Vous avez qualifié l’Europe de géant économique, mais de nain politique. La situation ne s’est pas améliorée: nous avons eu le Brexit, et le populisme, l’extrémisme et le nationalisme foisonnent.

L’introduction de l’euro a divisé l’union monétaire en deux: le nord et le sud, les gagnants et les perdants. La raison en est que les différences structurelles entre les régions économiques nationales ne peuvent pas se compenser si on ne travaille pas à une union politique. Certains éléments clés font défaut, comme un marché du travail unifié et un système de sécurité sociale commun. L’Europe n’a pas la force d’élaborer une politique budgétaire commune. En outre, le modèle politique néolibéral, qui sert de fil rouge aux traités européens, garantit que les États membres deviennent encore plus dépendants du marché mondial. Le taux de chômage des jeunes du sud de l’Europe est tout à fait scandaleux. Partout l’inégalité s’est accrue et la cohésion sociale s’effrite. Les pays qui pourraient s’adapter sont désormais à la merci du modèle économique libéral, où chacun aspire à un profit individuel. Et les pays qui se trouvent dans une situation précaire se replient sur eux-mêmes et se laissent séduire par des réactions irrationnelles et autodestructrices.

Que pensez-vous de la situation en Catalogne?

J’ai du mal à croire qu’une population prospère et civilisée comme la Catalogne veuille tenter sa chance seule en Europe. Je pense que tout est une question d’argent. Je ne sais pas comment cela va finir.

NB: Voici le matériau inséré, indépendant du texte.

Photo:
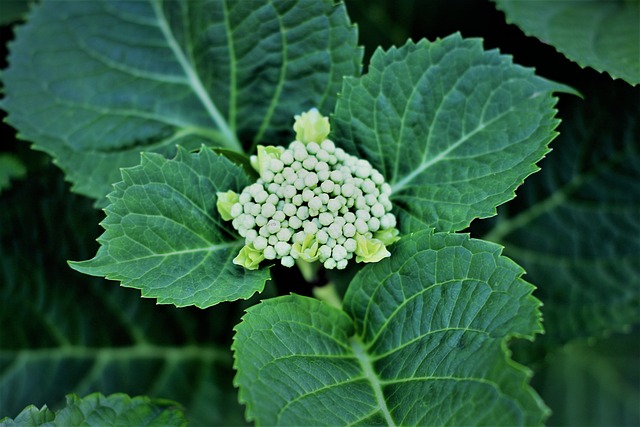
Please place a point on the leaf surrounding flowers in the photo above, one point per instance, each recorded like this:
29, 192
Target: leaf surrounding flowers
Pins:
454, 129
422, 335
164, 236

Nous blâmons toujours les politiciens pour tout ce qui ne va pas avec la construction européenne, mais peut-être que le public manque simplement de confiance?

Les dirigeants politiques et les gouvernements ont jusqu’à présent toujours été très élitistes dans le développement du projet européen. Jamais ils n’ont impliqué la population dans des problèmes complexes. Je pense que même les partis politiques et les députés nationaux ne comprennent plus la complexité de la politique européenne. Avec le slogan « La mère prend soin de votre argent », la chancelière Angela Merkel et le ministre de l’Intérieur Wolfgang Schäuble ont soigneusement protégé leurs mesures du grand public pendant la crise.

L’Allemagne n’a-t-elle pas parfois confondu la notion de « leadership » avec « autocratie »? Et qu’est-ce que cela signifie pour la France?

C’était certainement un problème que le gouvernement allemand n’avait ni le talent ni l’expérience d’une puissance hégémonique. Sinon, il aurait su qu’il serait impossible de maintenir l’Europe ensemble sans tenir compte des intérêts des autres États membres. Au cours des deux dernières décennies, l’Allemagne s’est de plus en plus concentrée sur les questions économiques en tant que puissance nationaliste. En ce qui concerne le président français Emmanuel Macron, il continue à essayer de faire comprendre à Merkel qu’elle doit réfléchir à deux fois à la façon dont elle veut entrer dans les livres d’histoire.

Macron est un philosophe, tout comme vous. Trouvez-vous que la politique et la philosophie vont bien ensemble ?

Dieu nous épargne les philosophes avec un mandat politique! Mais Macron impose le respect parce qu’il est le seul dans le paysage politique actuel à avoir le courage d’offrir une perspective politique. C’est un intellectuel et un orateur talentueux qui fait tout ce qu’il peut pour atteindre les objectifs politiques fixés par l’Europe. Depuis une position pratiquement désespérée, il a fait preuve de courage personnel, et jusqu’ici il a fait exactement ce qu’il avait promis comme président. En ces temps d’un manque criant d’identité politique, j’ai appris à apprécier ses qualités personnelles, malgré mes croyances marxistes.

Mais en ce moment il est impossible de savoir quelle est son idéologie, s’il en a une.

C’est vrai. Je ne vois toujours pas quelle est l’idée derrière la politique européenne du président français. Je voudrais savoir s’il est au moins un libéral plutôt de gauche. Ce que j’espère de tout mon coeur.